The Snake Finishes Eating Itself
Now pull it all together, because these pieces only work as a system. NVIDIA invests in AI startups. Those startups spend the money on NVIDIA chips and data center compute. Data center operators use those revenue contracts to securitize their debt into bonds. Banks sell the bonds to insurance companies and pension funds. The rating agencies rate them based on seven years of data during which demand only grew. The institutional investors buy them for the yield. The capital flows back to the hyperscalers who lease the data centers, who are now borrowing $400 billion a year to fund capex they cannot cover from cash flow, who invest in the AI startups, who spend the money on compute. At every node, someone is booking revenue. At every node, someone is claiming growth. And at every node, the underlying economic activity is the same pool of money making the same trip around the same circle. Except now, at the end of the chain, the risk has been packaged, tranched, rated, and distributed to the people who are least equipped to understand it and least able to absorb the loss.
And the technology those bonds are ultimately betting on? Ninety-five percent of enterprise AI pilots fail to deliver measurable ROI. Eighty-five percent of AI startups will be dead within three years. The anchor company of the entire ecosystem might run out of cash by mid-2027 and just revised its spending projections down by 57% from what the CEO was saying publicly months ago. The $500 billion flagship infrastructure project has not hired a single person. The hyperscalers backing the leases are spending 90% of their cash flow on capex and borrowing the rest. And the revenue gap between what AI infrastructure costs and what AI actually earns is somewhere between $500 billion and $800 billion per year.
The bonds are priced as if none of this is true. The ratings assume the line keeps going up. The buyers are chasing yield in a zero-loss asset class that has never been tested under stress. And the regulators have not even looked.

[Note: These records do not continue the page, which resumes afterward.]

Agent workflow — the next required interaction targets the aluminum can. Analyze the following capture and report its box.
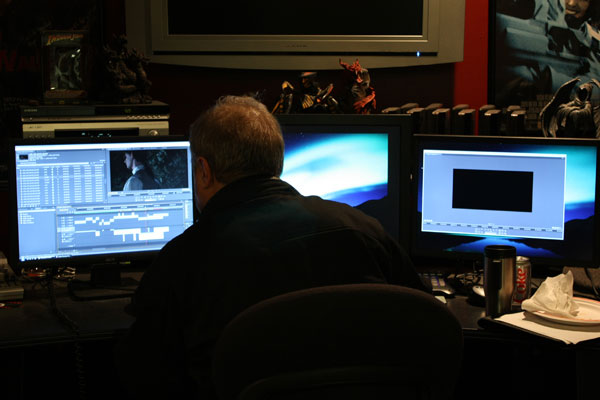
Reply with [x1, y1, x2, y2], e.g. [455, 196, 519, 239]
[512, 256, 531, 310]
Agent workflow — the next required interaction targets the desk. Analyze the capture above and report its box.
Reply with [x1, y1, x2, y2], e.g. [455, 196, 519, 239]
[0, 283, 600, 400]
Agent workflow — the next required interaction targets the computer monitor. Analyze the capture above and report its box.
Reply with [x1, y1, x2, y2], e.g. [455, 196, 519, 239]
[10, 136, 194, 296]
[411, 135, 599, 267]
[277, 114, 411, 244]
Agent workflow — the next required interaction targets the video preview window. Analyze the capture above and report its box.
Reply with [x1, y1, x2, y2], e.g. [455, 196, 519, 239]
[110, 149, 188, 192]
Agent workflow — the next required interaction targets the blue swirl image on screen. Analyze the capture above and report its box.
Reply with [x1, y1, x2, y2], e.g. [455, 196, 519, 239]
[281, 133, 388, 207]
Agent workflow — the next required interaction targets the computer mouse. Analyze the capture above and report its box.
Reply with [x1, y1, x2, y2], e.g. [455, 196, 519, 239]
[473, 285, 485, 297]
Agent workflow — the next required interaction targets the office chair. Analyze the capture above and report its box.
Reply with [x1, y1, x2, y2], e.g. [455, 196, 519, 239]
[213, 283, 463, 400]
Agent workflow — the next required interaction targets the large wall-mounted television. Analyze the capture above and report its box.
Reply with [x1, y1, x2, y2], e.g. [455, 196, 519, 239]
[411, 135, 600, 268]
[125, 0, 465, 70]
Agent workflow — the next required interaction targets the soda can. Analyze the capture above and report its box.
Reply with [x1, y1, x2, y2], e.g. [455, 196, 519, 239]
[512, 256, 531, 310]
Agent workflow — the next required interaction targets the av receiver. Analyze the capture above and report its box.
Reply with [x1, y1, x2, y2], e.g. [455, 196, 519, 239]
[20, 101, 169, 139]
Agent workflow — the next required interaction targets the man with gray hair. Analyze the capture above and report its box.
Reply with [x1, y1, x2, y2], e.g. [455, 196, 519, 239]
[116, 96, 429, 398]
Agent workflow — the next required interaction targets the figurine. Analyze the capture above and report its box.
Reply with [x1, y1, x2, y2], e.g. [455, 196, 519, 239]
[271, 72, 339, 114]
[340, 60, 376, 114]
[540, 78, 600, 138]
[104, 35, 152, 104]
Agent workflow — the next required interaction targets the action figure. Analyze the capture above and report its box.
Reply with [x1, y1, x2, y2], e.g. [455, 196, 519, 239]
[271, 72, 339, 114]
[104, 36, 152, 104]
[540, 78, 600, 138]
[340, 60, 376, 114]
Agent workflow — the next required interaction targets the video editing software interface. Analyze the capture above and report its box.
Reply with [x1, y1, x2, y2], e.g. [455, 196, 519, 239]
[281, 122, 400, 238]
[14, 139, 194, 262]
[413, 135, 598, 266]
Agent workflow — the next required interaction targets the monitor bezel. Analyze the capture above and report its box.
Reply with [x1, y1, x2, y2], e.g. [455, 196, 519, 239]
[8, 135, 196, 271]
[276, 114, 412, 248]
[409, 134, 600, 268]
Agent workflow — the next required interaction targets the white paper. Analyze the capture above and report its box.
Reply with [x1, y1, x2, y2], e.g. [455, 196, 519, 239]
[521, 271, 579, 317]
[495, 312, 600, 344]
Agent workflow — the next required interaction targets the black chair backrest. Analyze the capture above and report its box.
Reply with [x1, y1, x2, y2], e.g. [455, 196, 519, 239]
[213, 284, 463, 400]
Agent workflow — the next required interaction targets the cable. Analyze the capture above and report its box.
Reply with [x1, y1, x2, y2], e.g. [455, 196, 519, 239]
[46, 270, 87, 400]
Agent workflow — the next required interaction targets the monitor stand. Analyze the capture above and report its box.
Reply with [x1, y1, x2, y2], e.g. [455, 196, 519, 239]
[67, 263, 139, 300]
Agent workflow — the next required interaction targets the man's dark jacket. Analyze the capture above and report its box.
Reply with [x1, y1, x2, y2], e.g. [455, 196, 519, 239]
[117, 177, 427, 398]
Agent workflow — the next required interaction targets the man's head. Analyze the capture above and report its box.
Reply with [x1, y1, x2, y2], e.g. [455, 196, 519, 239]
[190, 96, 284, 209]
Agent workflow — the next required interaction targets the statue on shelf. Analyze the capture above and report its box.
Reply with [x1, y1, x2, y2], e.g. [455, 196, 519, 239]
[271, 72, 339, 114]
[104, 35, 152, 104]
[540, 78, 600, 138]
[340, 60, 376, 114]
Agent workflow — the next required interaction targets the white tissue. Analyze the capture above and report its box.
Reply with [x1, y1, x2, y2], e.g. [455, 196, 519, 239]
[521, 271, 579, 317]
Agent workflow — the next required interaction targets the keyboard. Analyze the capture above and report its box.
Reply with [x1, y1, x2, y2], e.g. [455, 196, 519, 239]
[0, 258, 25, 302]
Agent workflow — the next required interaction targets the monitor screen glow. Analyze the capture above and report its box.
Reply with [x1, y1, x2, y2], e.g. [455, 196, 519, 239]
[12, 138, 193, 265]
[412, 135, 598, 266]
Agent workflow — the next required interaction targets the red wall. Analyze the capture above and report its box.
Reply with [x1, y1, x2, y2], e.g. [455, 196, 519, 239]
[454, 0, 488, 112]
[118, 0, 488, 133]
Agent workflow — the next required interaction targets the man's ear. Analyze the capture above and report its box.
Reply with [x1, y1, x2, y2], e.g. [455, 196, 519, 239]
[196, 157, 214, 189]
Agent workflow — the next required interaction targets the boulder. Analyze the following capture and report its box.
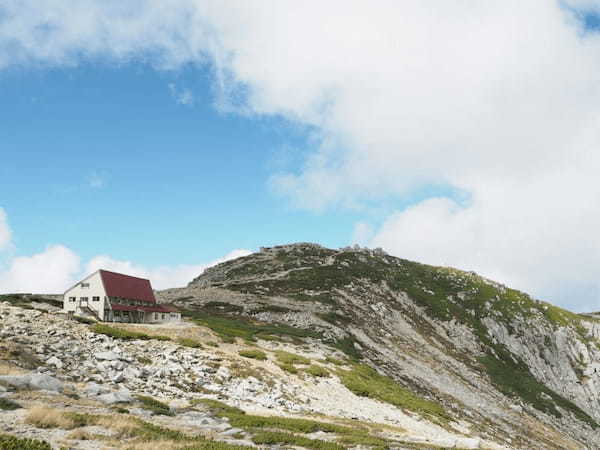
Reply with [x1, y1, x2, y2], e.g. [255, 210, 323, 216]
[46, 356, 63, 369]
[83, 382, 110, 396]
[97, 389, 133, 405]
[94, 352, 119, 361]
[0, 373, 64, 392]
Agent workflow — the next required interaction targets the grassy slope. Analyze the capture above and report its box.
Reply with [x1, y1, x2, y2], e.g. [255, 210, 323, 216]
[190, 248, 597, 427]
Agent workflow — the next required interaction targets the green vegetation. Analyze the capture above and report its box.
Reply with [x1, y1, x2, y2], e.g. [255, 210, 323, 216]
[0, 397, 21, 411]
[304, 364, 330, 378]
[0, 434, 52, 450]
[196, 399, 356, 434]
[238, 350, 267, 361]
[136, 395, 175, 416]
[203, 301, 244, 313]
[252, 305, 291, 314]
[185, 311, 321, 343]
[317, 311, 352, 325]
[194, 399, 388, 450]
[277, 364, 298, 374]
[91, 323, 171, 341]
[337, 364, 448, 420]
[252, 431, 346, 450]
[275, 350, 310, 364]
[177, 338, 202, 348]
[325, 356, 346, 366]
[330, 336, 362, 361]
[27, 410, 252, 450]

If you are a leader trying to make AI decisions for your organization right now, this is the information environment you are operating in. The urgency you feel is partly manufactured by companies that need you to spend to justify their valuations, which justify their debt, which justifies the bonds in your pension fund. The signal-to-noise ratio is zero. The technology is real. AI works. We see it every day. But it works in specific, measurable, often unsexy ways: automating a claims workflow, reducing inventory waste, cutting review cycles. It does not work the way the press releases suggest, the way the fundraising rounds imply, or the way the bond prospectuses assume. The gap between what AI can do for your organization and what the financial machinery says it is worth has never been wider. And the entire system, from the VCs to the startups to the hyperscalers to the banks to the rating agencies to the bond buyers, has a financial incentive to keep that gap invisible.